I know that my parents, particularly my mother (bless our forever guilty unforgiven mothers), had strong narcissistic tendencies, although I also see their care and love for me, particularly as they and I have got older and they have been less driven by ideals and more attuned and I have become less angry and judgemental. My early life was very focused on trying to adapt to that aloneness, very chaotic and lots of insecure attachment stuff with a big dose of trying to take care of my parents and resentment towards them (classically hypervigilant, caretaking, co-dependent… whatever)
But I also know that I have been prone to entitlement, rage, addictive tendencies, and a kind of self obsessive preoccupation… I have vaccilated between trying to curb these (narcissistic?) tendencies and be more realistic and reasonable in my expectations and behaviour and productive (which has often resulted in confluence, compliance, selflessness and a low grade depression) and trying to claim myself and not end up in the clutches of inauthenticity, or worse submission to narcissistic or abusive behaviour that I habitually tend to become confluent with and then later enraged by.
I have done a lot of therapy, in fact I would say that I was almost raised in therapy, my parents preferred to hand me over and didn’t know how to deal with my vulnerability, nor my rebellion (which was sporadically pretty rageful). None of my personal development has clarified this self doubt…. am I being narcissistic self entitled self indulgent etc or am I responding to violating/unattuned/narcissistic behaviour with good self protective instincts to protest/move away???? It drives me crazy because a lot of the time I genuinely do not know…..

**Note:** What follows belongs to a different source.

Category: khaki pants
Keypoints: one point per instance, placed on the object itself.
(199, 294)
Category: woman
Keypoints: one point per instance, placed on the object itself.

‘They’ say that abused people abuse and that narcissists breed narcissists… I look at my (now elderly) parent and I wonder if I am now worse than they currently are? I see them (with all their blind spots and faults) humbled and genuinely trying, and I see myself often in conflict, feeling abused or unmet and expecting people (my parents or my lovers or friends) to show up and ‘be there’ for me in ways that may not (or may??? I have no idea) be realistic. I have no model for what is reasonable to expect. I have found that a therapeutic relationship is not a realistic model of expectation for lovers or friends (who are not therapists, or indeed perfect parents!) and I can get really unsafe and hostile if people are not empathic/attuned when I’m distressed, which seems like a lot to put on others. But sometimes I also feel I set the bar too low and don’t get the warning sign of ‘this person is not OK, not safe, doesn’t respect boundaries, could be narcissistic etc’.
You get the picture? I am sure I am not unique in this dilemma and stage of learning, and I hope I am not rambling too much…
Not rambling too much. I’m sure that your account will resonate with other site visitors. You have a lot of questions that, unfortunately, I’m unable to answer for you.